Тай-Пэн - Джеймс Клавелл
Шрифт:
Интервал:
Закладка:
– Я бы не стал знакомить ее с досье или даже говорить ей, что в этих бумагах. В конце концов, она женщина. Женщина всегда может поступить непредсказуемо. Она может влюбиться в Сергеева. Тогда она пошлет к черту Соединенные Штаты Америки, потому что женская логика подскажет ей, что она должна в первую очередь защищать своего мужчину, невзирая на долг перед родиной и все такое прочее. Если Сергеев узнает, что нам стало известно из этих документов, это будет равносильно катастрофе.
– Я бы хотел обдумать все это, – сказал Купер. Он перевязал пакет и протянул его Струану. – Это звучит помпезно, Тай-Пэн, но моя страна в неоплатном долгу перед вами.
– Благодарность мне не нужна, Джефф. Может быть, окажется небесполезным, если сенатор Тиллман и другие дипломаты начнут высмеивать глупые просчеты и некомпетентность лорда Каннингтона в вопросах нашей политики здесь, на Востоке.

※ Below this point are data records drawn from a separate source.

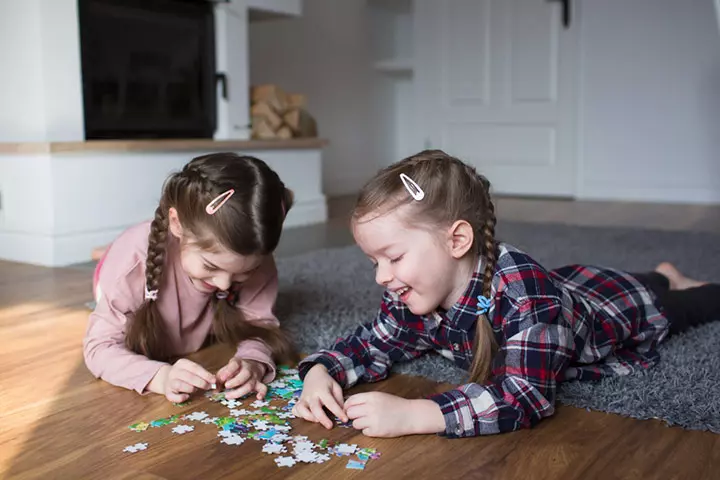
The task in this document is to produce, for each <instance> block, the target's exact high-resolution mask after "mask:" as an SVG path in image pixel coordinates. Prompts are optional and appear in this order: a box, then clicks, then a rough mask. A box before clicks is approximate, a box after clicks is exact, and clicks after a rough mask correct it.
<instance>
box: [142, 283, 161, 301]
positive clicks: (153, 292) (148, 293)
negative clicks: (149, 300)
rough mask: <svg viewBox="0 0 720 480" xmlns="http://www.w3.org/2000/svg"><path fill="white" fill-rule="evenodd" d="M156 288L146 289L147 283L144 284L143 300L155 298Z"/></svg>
mask: <svg viewBox="0 0 720 480" xmlns="http://www.w3.org/2000/svg"><path fill="white" fill-rule="evenodd" d="M157 293H158V291H157V289H155V290H148V289H147V285H145V300H152V301H153V302H154V301H155V300H157Z"/></svg>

– Хорошо. Считайте, что это уже сделано. Кстати, вы должны мне двадцать гиней.
– За что?
– Вы разве забыли о нашем пари? По поводу обнаженной натуры? В самый первый день, Дирк. Картина Аристотеля с церемонией передачи острова была частью заклада, неужели вы забыли?
– Напрочь. И кто же она? – с интересом спросил Струан. Двадцать гиней не слишком большая потеря, если речь идет о чести дамы, подумал он. Да, но, черт возьми, картина-то мне нравилась.
– Шевон. Она сообщила мне об этом два дня назад. Сказала, что собирается заказать свой портрет. Такой же, как у герцогини Альбы.
– Вы намерены позволить ей?
– Не знаю. – На лице Купера появилась бледная улыбка, и из глаз на мгновение ушла не покидавшая их в последнее время боль. – Морское путешествие, наверное, положит конец этим фантазиям, как вы думаете?
– Чьим угодно, но только не этой девчонки. Завтра я пришлю вам кошелек. Как я припоминаю, проигравший должен был заплатить Аристотелю за то, чтобы тот вписал в картину победителя. Считайте, что это уже сделано.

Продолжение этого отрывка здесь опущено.